Rupert Shortt begins “Rowan’s Rule,” his very fine biography of Rowan Williams, with a joke a friend and supporter once made to Williams: “God gave you all these gifts, and then punished you by making you Archbishop of Canterbury.” The comment is an almost perfect way for Shortt to begin the book -- but only “almost” because it lacks any reference to the archbishop’s dominant trait: humility.

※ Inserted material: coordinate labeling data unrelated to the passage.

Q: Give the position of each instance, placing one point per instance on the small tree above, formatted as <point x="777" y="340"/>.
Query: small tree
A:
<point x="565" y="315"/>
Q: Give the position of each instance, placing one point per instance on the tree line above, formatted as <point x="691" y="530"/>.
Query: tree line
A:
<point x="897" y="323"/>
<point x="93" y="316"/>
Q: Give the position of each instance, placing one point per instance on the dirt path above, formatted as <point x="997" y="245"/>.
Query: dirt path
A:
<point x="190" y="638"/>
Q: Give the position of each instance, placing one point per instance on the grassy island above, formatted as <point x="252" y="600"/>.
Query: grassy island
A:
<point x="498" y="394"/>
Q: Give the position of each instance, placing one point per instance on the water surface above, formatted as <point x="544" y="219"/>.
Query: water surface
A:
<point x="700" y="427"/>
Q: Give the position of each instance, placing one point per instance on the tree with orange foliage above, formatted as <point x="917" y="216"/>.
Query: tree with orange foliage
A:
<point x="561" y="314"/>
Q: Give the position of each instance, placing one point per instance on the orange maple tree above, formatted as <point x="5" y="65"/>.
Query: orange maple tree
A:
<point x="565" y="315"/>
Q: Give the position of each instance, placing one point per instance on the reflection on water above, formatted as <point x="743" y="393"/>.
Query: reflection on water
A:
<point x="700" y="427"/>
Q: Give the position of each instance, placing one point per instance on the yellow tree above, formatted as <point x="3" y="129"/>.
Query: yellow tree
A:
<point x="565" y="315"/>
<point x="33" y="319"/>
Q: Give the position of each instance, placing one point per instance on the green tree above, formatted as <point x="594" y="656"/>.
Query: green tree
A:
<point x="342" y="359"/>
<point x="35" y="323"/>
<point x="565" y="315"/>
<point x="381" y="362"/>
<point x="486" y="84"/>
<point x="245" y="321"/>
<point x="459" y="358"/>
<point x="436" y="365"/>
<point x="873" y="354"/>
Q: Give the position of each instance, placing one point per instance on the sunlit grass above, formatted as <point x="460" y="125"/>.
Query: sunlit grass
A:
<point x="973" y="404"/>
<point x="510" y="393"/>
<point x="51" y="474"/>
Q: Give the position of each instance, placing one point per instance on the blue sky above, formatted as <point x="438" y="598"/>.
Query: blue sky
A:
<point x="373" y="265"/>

Of course, Williams doesn’t see it that way, as the genuinely humble never do. Shortt reports that Williams considers pride to be one of his chief sins. How could you not to be proud when you’re a polyglot, a mystic, a world-renowned Oxford theologian at age 30 and holder of one of the chief sees in Christendom? Williams has to be one of the only people on planet earth who could hold his own theologically with Benedict XVI, the Metropolitans of the Orthodox churches, British novelist and atheist Phillip Pullman and former Prime Minister Tony Blair (whom he reports as being good on God, bad on irony!). Yet humble he is. Shortt tells a story about a poor family who showed up at their parish church to have their baby baptized after the service on a Sunday when Williams was visiting. The archbishop proceeded to baptize the child, the parents never knowing who he was -- he was just another man in a collar.

When I was a grad student at Duke in the mid-1990s, I met Williams -- and in fact got to drive him and his family around Durham for four days while he was lecturing here. When I picked him up, he helped his family clamber into my student-mobile, turned and gazed at me intently and said, “Tell me about your work.” I could have said, “No, see, I don’t have work. You have work. You’re Rowan freaking Williams.” I didn’t. He’d made me feel important. I told him about me. Years later, when I met him as a journalist covering a World Council of Churches meeting, he interrupted as I reintroduced myself: “Jason, Jane and the children would want me to pass on their greetings.”

I could blog for months out of “Rowan’s Rule.” I’m struck in particular by Oliver O’Donovan’s keen eye for sizing up his former colleague’s strengths and weaknesses. O’Donovan, a Christian ethicist who taught with Williams at Oxford, has observed that he views theology and leadership as a sort of graduate seminar, with never-ending banter, but no point at which someone comes to a steady conclusion. Williams’ theology holds that Jesus interrupts our easy consensuses -- this is handy against fundamentalisms of all kinds (like Jack Spong’s and Pullman’s), but less helpful in situations of, say, church discipline. All the same, to have a spectacular theologian as head of a church is somewhat novel today. One would think those liberals and conservatives in the Anglican Communion who are frustrated with Williams for not disciplining their opponents might have read his “Truce of God” or his “Resurrection.” They would realize that the Archbishop sees the risen Christ as one who meets us in the enemy with whom we cannot leave fellowship. For him to kick the bad guys out of the church would, unfortunately, be to kick out Jesus himself.

For now, I’ll limit myself to one episode from Shortt: Willams’ actions as Archbishop of Wales on who should be ordained a priest.

He had a soft spot for would-be ordinands who were down on their luck, Shortt writes: “He took gospel precepts on forgiveness of sins very seriously indeed.” This resulted in people being put forth for ordination who were not entirely suitable. This can turn out brilliantly -- as Shortt notes, Jesus himself was a radical practitioner of forgiveness of sins, given his way of attracting miscreants. In Williams’ case, Shortt calls it “holy naivete.” Williams and others have termed it a sort of “reckless generosity.” Whatever it was, it resulted in mistakes that harmed others. As Archbishop of Wales, he bore with one priest who later ran up debt, drank, and hurt his parish. He almost ordained another who’d been run off from several other churches and managed to escape his past. Williams has a defense in each individual case, but collectively it appears his arms were open a bit too wide. This is a good posture for those holding the door open for the kingdom via the church. But not for ordination. As one commentator says, “Ordination is not a right.” And sprinkling it around too “non-carefully” can harm those parishes on which such borderline priests are foisted.

I’m inclined to say this tendency toward leniency is merely a venial sin from a church leader. We’re at our worst when we’re drumming people out, even of leadership. Perhaps most of our greatest weaknesses are merely the obverse of our greatest strengths. And it gives me hope that the leader of one of the world’s great churches is a good and holy and brilliant man with a penchant for charity, even at the risk of excess.